不久前他们隔壁住进来了一个从前的官老爷。乌拉城,乃流放之城,被贬谪流放过来的官老爷在这儿不算什么稀罕物,但官老爷家三个如花似玉的姑娘,却让人惦记。
她娘就是其中一个。
“你帮我给人送过去?”
“我不去。”林秋月拒绝。她娘看上了隔壁的二姑娘,想要人给他二哥做娘子。可明显那骆二姑娘没这想法。既如此,这种热脸贴人家冷屁股的事她才不要去做。
林氏也不生气,自己将那一罐子腌菜抱起来,林秋月看不过去道:“娘,你别去了,人家没瞧上咱二哥。”
“你懂什么,”林氏将那一罐子腌菜放在桌上,“从前他们是看不上,我们也够不着,可是现在不一样了。他们来了乌拉,就再不是什么金尊玉贵的官家小姐了。说的难听些,她们是罪臣之女。”
“可是……”
“你哥哥如今进了衙门,虽只是个差役,但好歹也是半个官家人,配她,算是绰绰有余了。”林氏道:“他们来乌拉的时间还短,等再过一段时间,我就让媒婆去提亲。”
林秋月努了努嘴道:“可是,可是万一他们能回去呢?”
“不可能,你娘我活了这大半辈子,还从没听过哪个人来了这儿还能再回去的。””林氏斩钉截铁道,“二姑娘同你走的近,记得多给你二哥说些好话。”
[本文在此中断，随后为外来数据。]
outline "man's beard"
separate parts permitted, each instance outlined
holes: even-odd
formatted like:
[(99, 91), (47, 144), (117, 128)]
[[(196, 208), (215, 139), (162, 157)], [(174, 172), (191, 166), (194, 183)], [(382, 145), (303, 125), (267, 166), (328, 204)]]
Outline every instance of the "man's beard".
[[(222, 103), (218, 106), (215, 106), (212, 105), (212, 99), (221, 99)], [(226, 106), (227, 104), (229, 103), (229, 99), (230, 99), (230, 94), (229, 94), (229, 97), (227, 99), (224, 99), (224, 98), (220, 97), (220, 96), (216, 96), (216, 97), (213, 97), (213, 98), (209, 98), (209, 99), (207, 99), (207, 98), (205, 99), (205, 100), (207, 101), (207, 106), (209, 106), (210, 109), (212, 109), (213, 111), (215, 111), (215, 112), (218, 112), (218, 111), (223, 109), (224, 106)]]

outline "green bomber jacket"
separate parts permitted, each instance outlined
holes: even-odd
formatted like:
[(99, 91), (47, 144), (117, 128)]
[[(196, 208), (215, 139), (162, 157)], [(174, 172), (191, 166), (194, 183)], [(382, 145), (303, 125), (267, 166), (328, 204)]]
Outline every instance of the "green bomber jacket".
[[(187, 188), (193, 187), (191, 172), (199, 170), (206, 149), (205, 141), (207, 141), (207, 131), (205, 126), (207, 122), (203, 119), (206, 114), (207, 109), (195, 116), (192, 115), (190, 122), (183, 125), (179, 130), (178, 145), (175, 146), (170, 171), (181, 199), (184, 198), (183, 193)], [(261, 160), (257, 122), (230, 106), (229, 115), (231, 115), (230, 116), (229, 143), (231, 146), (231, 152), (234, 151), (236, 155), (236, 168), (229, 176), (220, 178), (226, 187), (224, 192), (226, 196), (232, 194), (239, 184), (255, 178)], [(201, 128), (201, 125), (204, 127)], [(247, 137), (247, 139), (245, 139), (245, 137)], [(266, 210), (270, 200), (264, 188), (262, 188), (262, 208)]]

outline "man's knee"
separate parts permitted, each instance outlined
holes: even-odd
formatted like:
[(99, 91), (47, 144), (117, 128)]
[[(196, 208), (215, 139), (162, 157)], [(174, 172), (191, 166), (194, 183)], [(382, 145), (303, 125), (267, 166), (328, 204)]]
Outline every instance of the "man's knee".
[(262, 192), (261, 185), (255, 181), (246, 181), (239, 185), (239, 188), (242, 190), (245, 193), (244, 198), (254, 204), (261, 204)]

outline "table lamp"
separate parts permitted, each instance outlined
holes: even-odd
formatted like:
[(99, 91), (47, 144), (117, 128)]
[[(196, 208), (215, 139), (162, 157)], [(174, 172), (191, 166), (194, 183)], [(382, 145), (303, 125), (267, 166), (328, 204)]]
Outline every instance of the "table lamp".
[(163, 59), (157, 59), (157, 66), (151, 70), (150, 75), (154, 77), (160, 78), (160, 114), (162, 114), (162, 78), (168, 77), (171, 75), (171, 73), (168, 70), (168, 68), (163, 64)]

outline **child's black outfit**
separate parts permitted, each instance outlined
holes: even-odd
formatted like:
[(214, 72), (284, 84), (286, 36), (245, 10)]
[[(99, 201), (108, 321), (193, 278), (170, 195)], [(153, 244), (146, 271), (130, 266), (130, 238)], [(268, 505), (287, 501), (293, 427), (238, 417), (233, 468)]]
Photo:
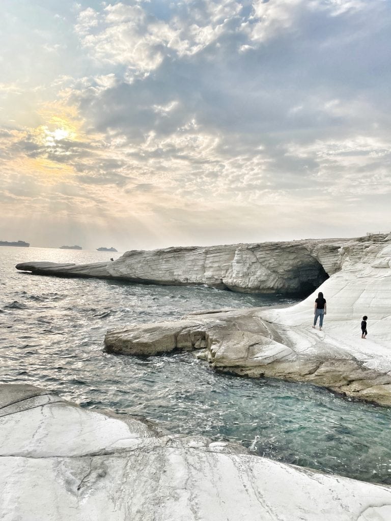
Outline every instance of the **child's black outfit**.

林秋月不说话了,想是察觉了她娘的心思,这几日骆二姑娘都不大来找她了。
抱着罐子来到隔壁,林氏伸手推门,却发现院门被人从里面拴住了,只得嚷道:“二姑娘,在家吗?”
好一会儿,门被人从里面缓缓打开,露出一张姣好的美人面来。
“林婶,有事吗?”
见来人正是自己要找的二姑娘骆玉珠,林氏立马笑成了一朵花道:“我思量着你们肯定没时间腌菜,给你们带了一罐过来。”
说完也不待人说话,直接将东西塞进了人怀里。
“你们刚来乌拉,不知道这里的情况。这儿比不上其他地方,天冷的早,冷的时间也长,冬日里没什么可吃的。你可不要小瞧这一罐腌菜,可够你们一家人吃上半个月呢。”
“林婶,这些时日您已经帮了我们许多了,这我们不能收。”
“哎,你跟我客气什么……拿着……”
两个来回后,知道拒绝不了,骆玉珠只得抱着罐子笑道:“那谢谢林婶。”
小姑娘穿着件半旧的蓝色袄子,嫩白的小脸,一双如同小鹿般清澈透亮的眼睛,小巧而又高挺的鼻子,樱桃小嘴,说出来的话轻轻柔柔,抬头朝人笑时,整个人是又乖又甜。
林氏对这个未来媳妇可真是满意极了。
就是身子稍稍瘦弱了些,不过等到来日嫁过来好好养养也就行了。
想想骆家这几个姑娘也是可怜,她可是着人打听了,那骆老爷从前是洛州府的大官。洛州府繁华胜过霍勒津,这几个姑娘家从前过得日子恐怕是她想不到的好。
如今举家背井离乡来到乌拉,父亲每日需得去官庄服役,弟弟又还年幼,剩下的都是些妇孺,不仅要操心家里洗衣做饭、担水劈柴这些杂事,还得照顾卧病在床的母亲,担负着家中生计问题。
这日子真是想想就难。
又同人说了会子话,林氏才依依不舍地离开。
重新将院门栓好,骆玉珠才缓缓松了一口气。十六岁的少女模样生的明艳动人,可眉宇间却始终笼罩着一股愁绪。
先将东西抱进灶房,骆玉珠才回屋。屋内土炕上坐着俩人,见她进屋,俩人纷纷将视线投了过来。
“没事,林婶给我们送了点腌菜过来。”骆玉珠对着幼弟幼妹道,说完拾起刚刚做到一半的坎肩,继续缝制起来。他们带来的衣服不多,乌拉冬日漫长,得多做些衣服御寒。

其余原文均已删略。